Shifting sands at BlackBerry
As you might expect, BlackBerry's report contains its fair share of good and bad news.
At a higher strategic level, this report is only so useful as a yardstick in sizing up BlackBerry's financial performance as it is in trying to wrap one's head around the progress BlackBerry's making in essentially gutting its old business model in favor of the vastly more sustainable approach favored by Chen. When compared to the same quarter last year, BlackBerry's revenue utterly fell off a cliff, declining by 64%.
However, it's important to remember that BlackBerry's financial performance in the same quarter last year is that of almost a very different company, so much of the usual year-over-year benchmarking ultimately doesn't reveal much.
That's where BlackBerry Q3 '14 comps come in. And although they mark the first quarter in which BlackBerry initiated its new software and services intensive business model, and thus still limited on how much they can truly say about BlackBerry's new long-term potential, they're without question the best basis for comparison for investors.

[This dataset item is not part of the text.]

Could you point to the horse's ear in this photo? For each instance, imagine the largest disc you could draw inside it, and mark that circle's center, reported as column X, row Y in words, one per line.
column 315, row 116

Unfortunately, comparing BlackBerry's Q4 '14 numbers to the prior quarters' still paints a pretty bleak situation about the current goings on at BlackBerry. See for yourself.
Source: BlackBerry Investor Relations
Falling hardware revenue should be expected as its current suite of phones have proven remarkably unpopular and as BlackBerry awaits the launch of several cheap devices set to launch in the coming months that will ideally play to its strengths in emerging markets.
However, the on-going challenges with both services and software revenues does concern me. BlackBerry's drawn a bit of a line in the sand, saying it's now a mobile software company where its hardware is merely a gateway to its software platforms. BlackBerry probably is, and should, be playing the long game in first seeking software market share before focusing on profits. However, seeing a sales upswing would have gone a long way in encouraging me they're on the right track.
BlackBerry didn't give much in the way of specific guidance either, merely saying it's targeting cash flow breakeven within the next 12 months. In order to do this, BlackBerry will clearly need to begin to monetize its software and services to a greater degree than it has already. This is certainly possible, but an essential ingredient if BlackBerry stands even the slightest chance of achieving the goal it posed in its outlook.
This report certainly didn't indicate the kind of success it will take to keep BlackBerry afloat over the long-term. However taken in fuller context, it's passable.
BlackBerry still has $2.7 billion in cash on its books, so it remains out of immediate danger of a some kind of funding shortfall. BlackBerry's also notched a few noteworthy wins for its software adoption in areas like smart cars and mobile messaging. The ultimate test will be whether BlackBerry can translate those wins into actual profits, and the uncertainty there is ultimately what's keeping away from BlackBerry's stock today.
However, all in all, BlackBerry lives to fight another day.